しかし、江川崎で最高気温を記録した原因は、猛暑だけではないのです。地図を見てみると、江川崎は四国山地にあります。それを聞くと「山の中って涼しいんじゃないの?」と思われるでしょう。でも、実際はここで最高気温を記録しています。では、なぜ山ぞいの地域が暑くなるのでしょうか。

猛暑の一因となる『フェーン現象』

山ぞいの地域に猛暑をもたらす気象現象、それが『フェーン現象』です。

これは、風が山を越えるときに空気が温められるために、山を越える前よりも越えた後の方が気温が高くなる現象です。空気のかたまりが山を上るとき、湿った空気の気温は標高100m上がるごとに約0.5度下がります。こうして冷やされた空気はそれ以上水分を含むことができなくなります。そのため、水蒸気だった水分は水滴になり、やがてそこに雲ができ雨を降らせます。雨を降らせたことで水分が少なくなり乾いた空気は、今度は山を下ります。その時、空気の気温は100m下るごとに約1度上がるのです。フェーン現象は、このように山を上るときと下るときでは、気温の変化の仕方が異なるために起こる現象です。

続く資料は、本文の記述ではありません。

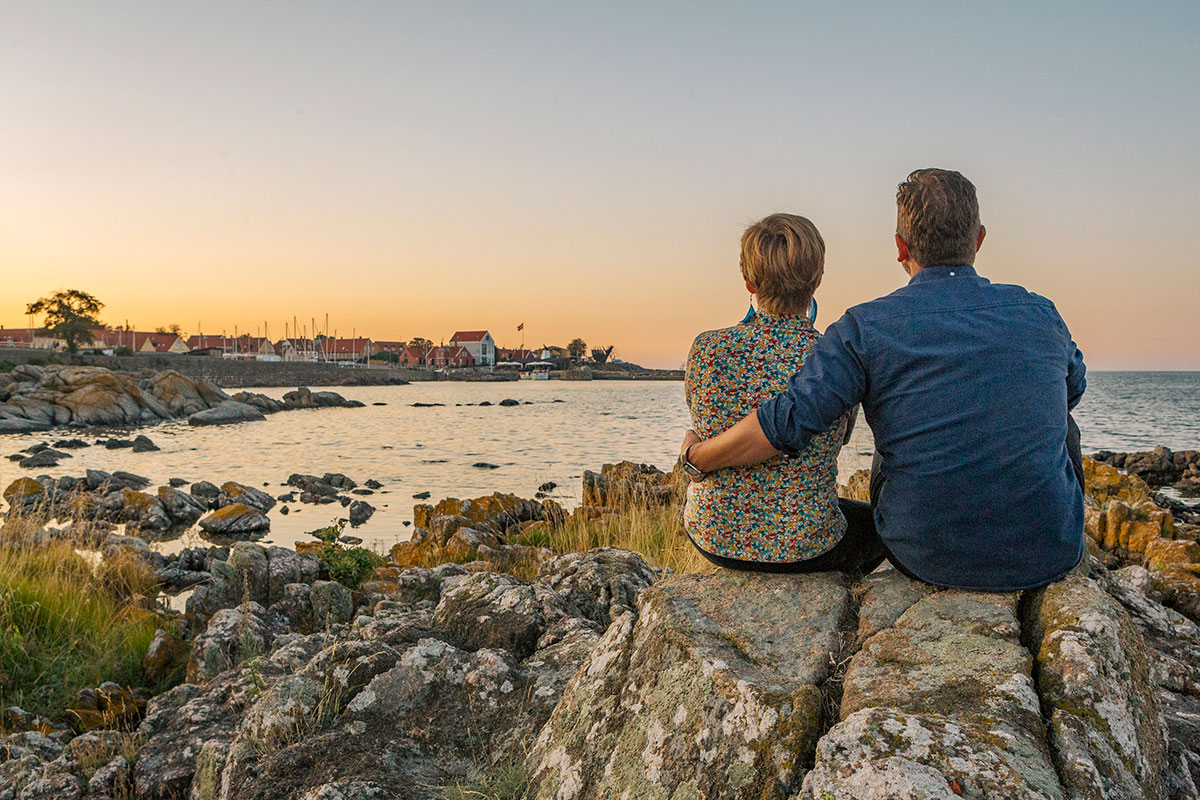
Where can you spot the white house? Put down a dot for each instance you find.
(479, 343)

たとえば、標高0mの2つの地点AとBの間に標高1000mの山があるとしましょう。湿った空気がAの方から吹きつけ、山を上ると、気温は約5度下がります。そして、山を越えると、今度は気温が約10度も上がることになるのです。つまり、A地点とB地点では、B地点の方が5度も気温が高くなるわけです。

 

高い気温を観測した地点は、地図で位置を確認してみよう

このように、フェーン現象が発生すると気温は大幅に上がります。ちなみに、1933年に40.8度を観測し、熊谷と多治見に更新されるまで70年以上も最高気温の記録を持っていたのは、日本海側の山形でした。これも、太平洋側からの風によるフェーン現象が原因と言われています。

また、フェーン現象は夏に限らず1年中起こります。冬に季節外れの高温を観測することがありますが、これもフェーン現象が関係している場合が多いです。高温を観測した地点のニュースを見たら、地図で位置を確認してみましょう。「近くに山はあるか」「どこから風が吹いてきたのか」などを調べてみると、天気の勉強になるだけではなく、地理の知識も身につきます。